There is no time to waste. Without action, fees and waiting times will only get worse as Australians get older and sicker. Targeted investment and sensible reforms will ensure every Australian can get specialist treatment when they need it.
Recommendations
1. Train the specialists Australia needs
- Federal and state governments should establish a national health workforce planning body to set targets for specialist training, including the mix of specialists and the amount of rural training.
- Federal funding for specialist training should be tied to these targets. It should be increased by $155 million a year.
- The federal government should pay specialist colleges an extra $9 million a year to develop and expand flexible training models.
- The federal government should make it simpler for overseastrained specialists to work in Australia.
- Specialist qualifications from more countries with comparable health systems should be recognised.
2. Invest in public clinics where they are needed most
- Federal and state governments should invest about $500 million a year to expand public specialist clinics in areas with the least care.

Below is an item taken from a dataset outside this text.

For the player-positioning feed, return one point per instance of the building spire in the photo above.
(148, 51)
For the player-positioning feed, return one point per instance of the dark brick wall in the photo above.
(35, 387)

3. Modernise public clinics
- The National Health Reform Agreement (NHRA) should specify the role of public clinics, and how they will change to provide more and better care.
- States should give public hospital clinics clear guidance on best practices to maximise productivity.
- The NHRA should provide $60 million to spread best practices across the system.
- The independent hospital pricing authority should review specialist clinic funding to make sure prices encourage best practices.
- Federal and state governments should agree to shift current Medicare Benefits Schedule funding to activity-based funding.
- The NHRA should set out a framework for consistently measuring and reporting state and clinic performance.
4. Reduce unnecessary specialist referrals
- Federal and state governments should set up a system that makes it easy for GPs to get advice from other specialists.
5. Reduce extreme fees
- The federal government should withdraw all Medicare funding from specialists who charge extreme fees (fees that are, on average, more than three times the schedule fee).
- The federal government should require referrals to inform patients that they can use a referral to see any specialist, and let them know where to find information about a specialist’s fees.
- The federal government should initiate a review of Medicare Benefits Schedule rebates to ensure they reflect the cost of care.
- The federal government should direct the Australian Competition and Consumer Commission to study specialists’ costs and fees.